As stated earlier, the earthquakes fall into two broad categories: (i) Natural earthquakes, caused by natural forces, and (ii) Artificial earthquakes, which occur due to such human activities which cause disturbance in the earth’s crust producing vibrations of various magnitudes.

Here only natural earthquakes have been classified on the basis of varying natural processes. In other words, the different types of earthquakes have been classified on the basis of the cause and the position of the stresses. Natural earthquakes are classified as under:

1. Tectonic earthquakes;


2. Plutonic earthquakes;

3. Volcanic earthquakes.

1. Tectonic earthquakes are caused by the sudden earth movements, generally along faults, usually at depths varying from about 4.5 km to 24 km below the earth’s surface. Majority of natural earthquakes including the most powerful and damaging ones belong to this category.

The term ‘tectonic’ refers to any structural change in rocks caused due to their deformation or displacement. The word ‘tectonic’ has been derived from the Greek word ‘tekton’ meaning a builder.

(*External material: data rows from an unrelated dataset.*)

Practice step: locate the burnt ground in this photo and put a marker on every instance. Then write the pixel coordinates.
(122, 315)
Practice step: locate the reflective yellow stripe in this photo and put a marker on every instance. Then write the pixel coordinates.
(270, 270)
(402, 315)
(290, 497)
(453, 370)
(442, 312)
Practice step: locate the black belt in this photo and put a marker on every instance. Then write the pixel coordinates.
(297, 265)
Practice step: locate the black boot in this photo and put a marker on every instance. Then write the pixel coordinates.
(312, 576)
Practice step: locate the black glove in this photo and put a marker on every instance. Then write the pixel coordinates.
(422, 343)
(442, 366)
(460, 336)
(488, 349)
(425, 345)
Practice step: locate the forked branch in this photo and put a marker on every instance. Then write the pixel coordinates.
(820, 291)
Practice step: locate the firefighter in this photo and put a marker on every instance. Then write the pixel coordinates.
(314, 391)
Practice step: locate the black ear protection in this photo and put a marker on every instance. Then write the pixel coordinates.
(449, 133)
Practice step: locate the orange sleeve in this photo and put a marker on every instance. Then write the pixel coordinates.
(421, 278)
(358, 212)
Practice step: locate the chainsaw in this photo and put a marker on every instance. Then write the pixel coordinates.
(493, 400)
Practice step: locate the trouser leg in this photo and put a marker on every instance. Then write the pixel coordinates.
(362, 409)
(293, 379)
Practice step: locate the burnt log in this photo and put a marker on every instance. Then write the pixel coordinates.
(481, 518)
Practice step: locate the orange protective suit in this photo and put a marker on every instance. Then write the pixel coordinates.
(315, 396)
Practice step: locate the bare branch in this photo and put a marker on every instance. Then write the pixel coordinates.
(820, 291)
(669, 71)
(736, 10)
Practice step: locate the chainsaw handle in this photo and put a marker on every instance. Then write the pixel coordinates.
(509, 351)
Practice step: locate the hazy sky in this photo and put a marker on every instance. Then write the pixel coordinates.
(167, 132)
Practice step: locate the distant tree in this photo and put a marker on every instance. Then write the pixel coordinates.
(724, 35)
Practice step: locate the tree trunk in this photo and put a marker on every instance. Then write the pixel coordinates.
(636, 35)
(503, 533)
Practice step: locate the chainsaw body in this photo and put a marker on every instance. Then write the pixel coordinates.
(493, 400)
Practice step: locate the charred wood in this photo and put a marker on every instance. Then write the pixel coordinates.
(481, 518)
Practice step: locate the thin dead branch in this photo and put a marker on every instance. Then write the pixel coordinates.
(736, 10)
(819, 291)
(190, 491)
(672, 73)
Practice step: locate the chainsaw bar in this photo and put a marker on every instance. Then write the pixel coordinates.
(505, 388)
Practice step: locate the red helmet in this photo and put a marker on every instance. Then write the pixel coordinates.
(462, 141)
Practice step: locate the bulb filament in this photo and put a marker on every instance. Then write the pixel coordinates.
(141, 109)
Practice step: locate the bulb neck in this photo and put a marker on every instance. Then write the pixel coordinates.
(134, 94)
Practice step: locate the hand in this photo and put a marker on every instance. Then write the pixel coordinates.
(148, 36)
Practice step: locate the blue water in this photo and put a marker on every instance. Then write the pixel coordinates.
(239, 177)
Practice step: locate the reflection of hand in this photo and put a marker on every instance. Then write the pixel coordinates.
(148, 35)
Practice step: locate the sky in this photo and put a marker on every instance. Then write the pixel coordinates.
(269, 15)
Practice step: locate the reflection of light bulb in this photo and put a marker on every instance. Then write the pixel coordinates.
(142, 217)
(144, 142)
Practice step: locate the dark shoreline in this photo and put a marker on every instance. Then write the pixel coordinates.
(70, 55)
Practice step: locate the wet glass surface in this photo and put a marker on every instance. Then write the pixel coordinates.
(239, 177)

“The main cause of tectonic earthquakes is the building up of stresses in rocks until they are strained to breaking point, when they suddenly rupture and move”. Arthur Holmes. In tectonic earthquakes the principal shock lasts only a few seconds or in rare cases, a few minutes.

It is preceded by fore-shocks and followed by a series of after-shocks. This category of earthquakes varies greatly in intensity and magnitude, but some are highly disastrous. Generally deep seated earthquakes are less destructive than are shallower ones.

2.Plutonic earthquakes are deep focus earthquakes, the depth of disturbances being between 250 km and about 700 km. Very deep scatted earthquakes are not so well understood as other types are. Gutenberg and Richter made a critical analysis of plutonic earthquakes and concluded that the mechanism of origin of shocks seems to be the same at all depths.

3.Volcanic earthquakes are associated with explosive eruption of volcanoes. Naturally they occur in volcanic zones of the world. The Circum Pacific Belt is a typical example where volcanic earthquakes are common hazards. Their intensity and magnitude depend on the explosive power of volcanic eruption.


The most disastrous earthquakes were caused due to the violent explosions of Krakatoa volcano the impact of which was experienced at Cape Horn which is about 12,800 km away from the place of occurrence of the said earthquake.

Moreover, the earthquakes of volcanic origin are less severe and more limited in extent than those caused by the fracturing of the earth’s crust.

Vol­canic earthquakes are caused by the sudden subterranean yielding of the crust under the influence of either increasing pressure of volcanic gases or the attempted escape of molten rocks (magma).